Cancer-Stricken Inmate Seeks Release Before Death
A dying bank robber, now serving the last 24 months of a 16-year prison sentence, may not fully understand the scope of the pro bono effort that's been organized to help him. But the state's largest law firm is embroiled in an 11th-hour plea to secure his release.
Bernard Mulka, 51, has been weakened from rectal cancer to the point that he is unable to walk on his own. His sister, Lynn Atkinson, wants her brother to have the dignity of dying at home.
"He's never hurt anybody," she said. "I don't think robbing a bank is a nice thing to do, but all I'm saying is, he's dying, let him come home."
For the past three weeks, three pro bono lawyers at Robinson & Cole in Hartford have been working to get Mulka out of prison. They argue that a state law on medical parole was created for this very purpose.
James Wade, one of the Robinson & Cole lawyers, said the law allows dying inmates to be sent home if they have less than six months to live, have not been convicted of a violent crime, and if they are longer a threat to others.

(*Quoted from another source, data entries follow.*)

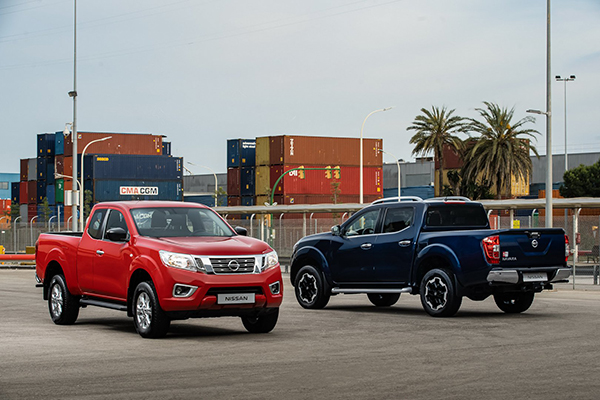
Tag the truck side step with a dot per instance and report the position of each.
(102, 303)
(354, 291)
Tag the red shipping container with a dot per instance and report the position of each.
(316, 182)
(317, 150)
(24, 169)
(119, 143)
(23, 197)
(32, 193)
(233, 181)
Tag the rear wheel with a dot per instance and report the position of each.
(63, 306)
(261, 324)
(310, 288)
(383, 299)
(514, 303)
(438, 294)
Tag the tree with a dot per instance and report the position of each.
(502, 149)
(583, 181)
(434, 129)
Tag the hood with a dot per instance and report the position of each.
(211, 246)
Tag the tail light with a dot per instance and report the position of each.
(491, 248)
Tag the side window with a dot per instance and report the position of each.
(397, 219)
(95, 226)
(364, 224)
(116, 220)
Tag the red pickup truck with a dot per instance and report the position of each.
(160, 261)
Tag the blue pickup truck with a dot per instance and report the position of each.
(441, 249)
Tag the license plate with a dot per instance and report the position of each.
(235, 298)
(535, 276)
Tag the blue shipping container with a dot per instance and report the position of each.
(59, 143)
(126, 166)
(111, 190)
(241, 153)
(46, 144)
(248, 177)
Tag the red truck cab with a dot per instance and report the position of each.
(160, 261)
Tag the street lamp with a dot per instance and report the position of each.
(361, 150)
(398, 164)
(216, 181)
(81, 188)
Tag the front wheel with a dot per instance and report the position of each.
(438, 294)
(261, 324)
(514, 303)
(63, 306)
(149, 319)
(310, 288)
(383, 299)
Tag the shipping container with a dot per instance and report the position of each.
(59, 144)
(59, 191)
(119, 143)
(119, 166)
(42, 168)
(241, 153)
(247, 177)
(46, 144)
(41, 191)
(24, 169)
(23, 196)
(315, 150)
(15, 192)
(263, 156)
(32, 192)
(32, 169)
(117, 190)
(322, 181)
(233, 182)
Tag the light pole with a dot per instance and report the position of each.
(361, 150)
(398, 164)
(81, 188)
(216, 181)
(565, 80)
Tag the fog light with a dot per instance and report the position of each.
(275, 287)
(181, 290)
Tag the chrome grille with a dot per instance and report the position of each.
(233, 265)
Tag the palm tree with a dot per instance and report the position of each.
(435, 130)
(502, 150)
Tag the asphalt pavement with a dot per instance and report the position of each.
(349, 350)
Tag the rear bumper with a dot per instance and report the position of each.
(516, 276)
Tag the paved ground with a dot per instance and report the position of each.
(348, 350)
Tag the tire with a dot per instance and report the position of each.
(63, 306)
(514, 303)
(149, 319)
(438, 294)
(310, 288)
(383, 299)
(261, 324)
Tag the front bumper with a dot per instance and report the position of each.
(515, 276)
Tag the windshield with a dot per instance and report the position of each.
(179, 222)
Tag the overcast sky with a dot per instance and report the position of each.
(201, 72)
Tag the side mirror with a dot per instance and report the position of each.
(116, 235)
(336, 230)
(241, 231)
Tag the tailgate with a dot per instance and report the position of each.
(530, 248)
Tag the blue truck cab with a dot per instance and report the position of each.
(441, 249)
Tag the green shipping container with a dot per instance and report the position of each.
(59, 194)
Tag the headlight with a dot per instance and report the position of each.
(176, 260)
(270, 260)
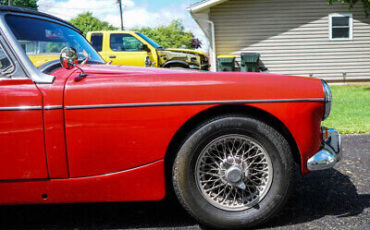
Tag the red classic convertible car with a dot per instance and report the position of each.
(76, 129)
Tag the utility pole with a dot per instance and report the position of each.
(120, 12)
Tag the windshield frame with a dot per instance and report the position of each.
(21, 56)
(148, 40)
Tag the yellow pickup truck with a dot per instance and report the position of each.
(136, 49)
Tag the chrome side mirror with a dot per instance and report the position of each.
(68, 57)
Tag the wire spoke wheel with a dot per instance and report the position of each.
(233, 172)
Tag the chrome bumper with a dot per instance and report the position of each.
(330, 153)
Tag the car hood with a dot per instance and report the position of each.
(186, 51)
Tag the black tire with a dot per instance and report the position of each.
(189, 194)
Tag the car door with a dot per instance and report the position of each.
(22, 150)
(125, 49)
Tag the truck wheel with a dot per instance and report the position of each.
(233, 172)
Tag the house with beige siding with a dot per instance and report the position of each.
(295, 37)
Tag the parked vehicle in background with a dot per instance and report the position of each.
(76, 129)
(136, 49)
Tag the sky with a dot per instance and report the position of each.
(136, 13)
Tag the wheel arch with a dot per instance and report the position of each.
(211, 113)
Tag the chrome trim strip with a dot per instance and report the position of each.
(179, 103)
(20, 108)
(53, 107)
(117, 172)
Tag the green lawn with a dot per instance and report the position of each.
(351, 109)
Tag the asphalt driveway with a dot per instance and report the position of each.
(338, 198)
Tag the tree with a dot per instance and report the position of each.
(171, 36)
(86, 22)
(32, 4)
(352, 3)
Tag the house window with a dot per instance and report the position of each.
(340, 26)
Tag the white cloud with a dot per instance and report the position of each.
(133, 15)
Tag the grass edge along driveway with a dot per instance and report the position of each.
(350, 109)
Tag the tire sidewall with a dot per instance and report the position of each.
(198, 206)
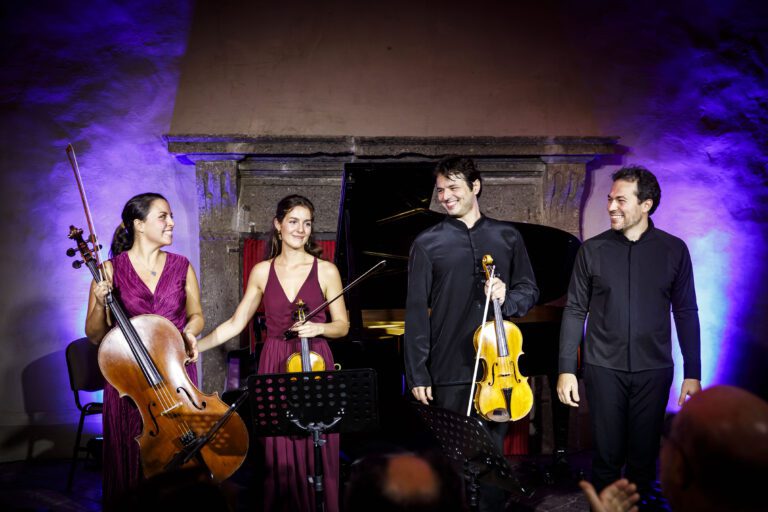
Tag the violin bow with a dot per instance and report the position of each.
(291, 334)
(95, 246)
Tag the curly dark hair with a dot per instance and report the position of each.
(285, 205)
(137, 207)
(647, 185)
(453, 167)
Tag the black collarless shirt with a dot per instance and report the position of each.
(445, 274)
(626, 290)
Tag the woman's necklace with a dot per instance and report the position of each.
(152, 270)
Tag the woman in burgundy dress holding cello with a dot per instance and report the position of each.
(293, 271)
(147, 280)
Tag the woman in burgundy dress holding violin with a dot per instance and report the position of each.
(292, 272)
(147, 280)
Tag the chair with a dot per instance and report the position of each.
(84, 375)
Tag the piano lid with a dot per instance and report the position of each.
(385, 205)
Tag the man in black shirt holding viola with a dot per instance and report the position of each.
(445, 276)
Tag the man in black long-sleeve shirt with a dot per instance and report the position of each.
(626, 280)
(445, 274)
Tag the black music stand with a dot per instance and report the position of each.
(465, 440)
(314, 403)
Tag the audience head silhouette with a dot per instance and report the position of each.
(715, 456)
(404, 482)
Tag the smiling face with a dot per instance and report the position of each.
(627, 213)
(458, 199)
(295, 227)
(157, 227)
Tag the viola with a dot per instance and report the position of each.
(143, 358)
(306, 360)
(503, 393)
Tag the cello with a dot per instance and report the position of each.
(143, 358)
(503, 393)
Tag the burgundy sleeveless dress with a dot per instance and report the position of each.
(121, 419)
(290, 460)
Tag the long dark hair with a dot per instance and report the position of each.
(285, 205)
(137, 207)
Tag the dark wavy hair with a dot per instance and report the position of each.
(285, 205)
(647, 185)
(453, 167)
(137, 207)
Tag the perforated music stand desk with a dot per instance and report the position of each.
(314, 403)
(465, 440)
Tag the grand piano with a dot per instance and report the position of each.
(383, 208)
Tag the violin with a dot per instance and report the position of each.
(503, 393)
(306, 360)
(143, 358)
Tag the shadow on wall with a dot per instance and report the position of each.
(51, 412)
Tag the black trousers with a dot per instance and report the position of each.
(455, 398)
(626, 410)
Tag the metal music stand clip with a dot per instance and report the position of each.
(314, 403)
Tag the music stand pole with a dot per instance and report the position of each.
(465, 440)
(314, 403)
(317, 480)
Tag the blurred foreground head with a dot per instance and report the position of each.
(715, 456)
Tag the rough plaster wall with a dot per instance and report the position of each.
(101, 75)
(400, 67)
(687, 90)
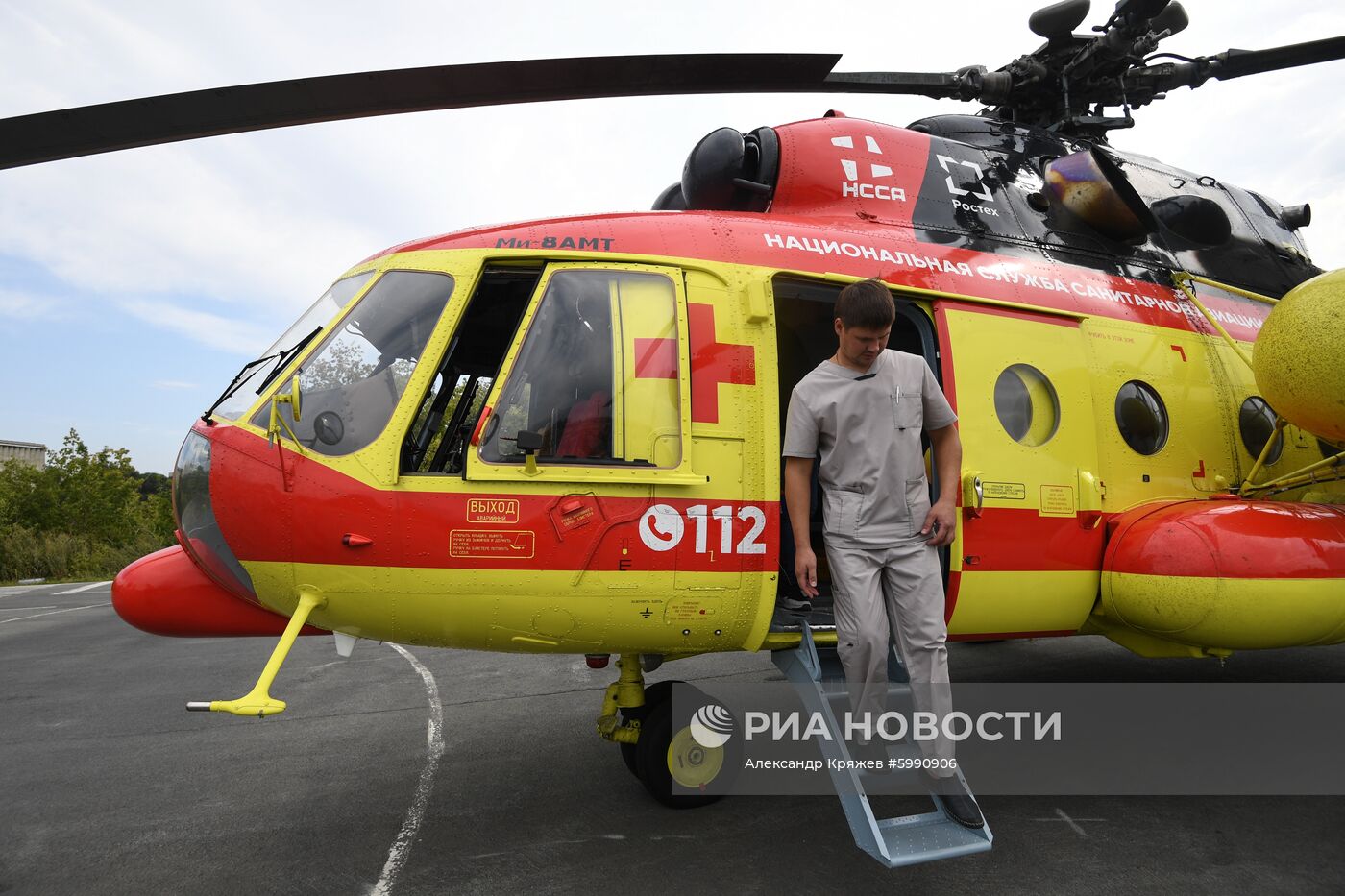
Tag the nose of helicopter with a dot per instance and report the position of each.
(167, 593)
(197, 587)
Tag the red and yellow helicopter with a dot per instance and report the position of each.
(562, 436)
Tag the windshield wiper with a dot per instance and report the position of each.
(232, 386)
(285, 355)
(281, 356)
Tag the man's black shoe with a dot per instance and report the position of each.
(955, 799)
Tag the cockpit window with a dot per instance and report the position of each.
(352, 383)
(596, 379)
(256, 378)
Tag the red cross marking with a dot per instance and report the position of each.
(712, 362)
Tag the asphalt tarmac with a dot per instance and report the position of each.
(108, 786)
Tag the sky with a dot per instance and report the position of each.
(134, 284)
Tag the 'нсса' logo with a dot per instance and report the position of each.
(712, 725)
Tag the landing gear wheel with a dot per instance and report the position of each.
(655, 693)
(672, 759)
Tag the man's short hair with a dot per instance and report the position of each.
(867, 304)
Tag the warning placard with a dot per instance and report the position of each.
(1058, 500)
(1004, 492)
(491, 543)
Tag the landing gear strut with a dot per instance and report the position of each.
(656, 747)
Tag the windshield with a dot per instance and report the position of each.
(352, 383)
(256, 375)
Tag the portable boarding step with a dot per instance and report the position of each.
(905, 839)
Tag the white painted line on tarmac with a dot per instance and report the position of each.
(434, 736)
(67, 610)
(13, 591)
(84, 588)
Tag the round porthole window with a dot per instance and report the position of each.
(1026, 405)
(1142, 417)
(1257, 424)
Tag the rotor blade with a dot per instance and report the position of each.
(1235, 63)
(205, 113)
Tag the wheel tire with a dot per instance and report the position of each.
(655, 693)
(666, 742)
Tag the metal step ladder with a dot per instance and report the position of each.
(905, 839)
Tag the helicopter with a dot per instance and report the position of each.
(401, 463)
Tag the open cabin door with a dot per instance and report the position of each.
(1028, 556)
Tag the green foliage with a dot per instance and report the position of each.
(87, 514)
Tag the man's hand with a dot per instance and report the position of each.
(806, 570)
(941, 523)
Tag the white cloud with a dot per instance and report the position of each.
(211, 329)
(27, 305)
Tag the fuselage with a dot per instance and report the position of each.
(407, 493)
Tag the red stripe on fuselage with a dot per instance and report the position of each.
(446, 530)
(1230, 540)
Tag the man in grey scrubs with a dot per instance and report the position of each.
(861, 413)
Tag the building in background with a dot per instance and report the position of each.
(29, 452)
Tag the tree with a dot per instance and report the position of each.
(85, 513)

"There is no dispute that Mr. Mulka is a dying man," Wade wrote in a Dec. 30 letter to Erika Tindill, chair of the state Board of Pardons and Paroles. In the letter, Wade indicated the lawyers had been seeking a hearing for two weeks but had received no answer.
"We received another report from [a doctor] stating that Mr. Mulka has terminal, incurable cancer … which is causing him significant pain and suffering and has debilitated him to the point that he is barely able to walk at this time."
Wade added that they "fear that Mr. Mulka will die before his application for medical and/or compassionate parole is decided, or even heard." With that concern at the forefront, Wade said in the letter, he will seek a federal court order and monetary damages if a decision is not made by Jan. 30.
"The continued delays we have encountered, all while Mr. Mulka is dying in prison, is a form of cruel and unusual punishment forbidden by the Eight Amendment to the United States Constitution," Wade wrote.
Medical parole has been around for many years, approved by legislators in Connecticut and other states in the 1980s as the AIDS epidemic led to a mounting number of deaths in prison populations. The federal government and all but a few states now have laws allowing an inmate to be released from prison if death is imminent.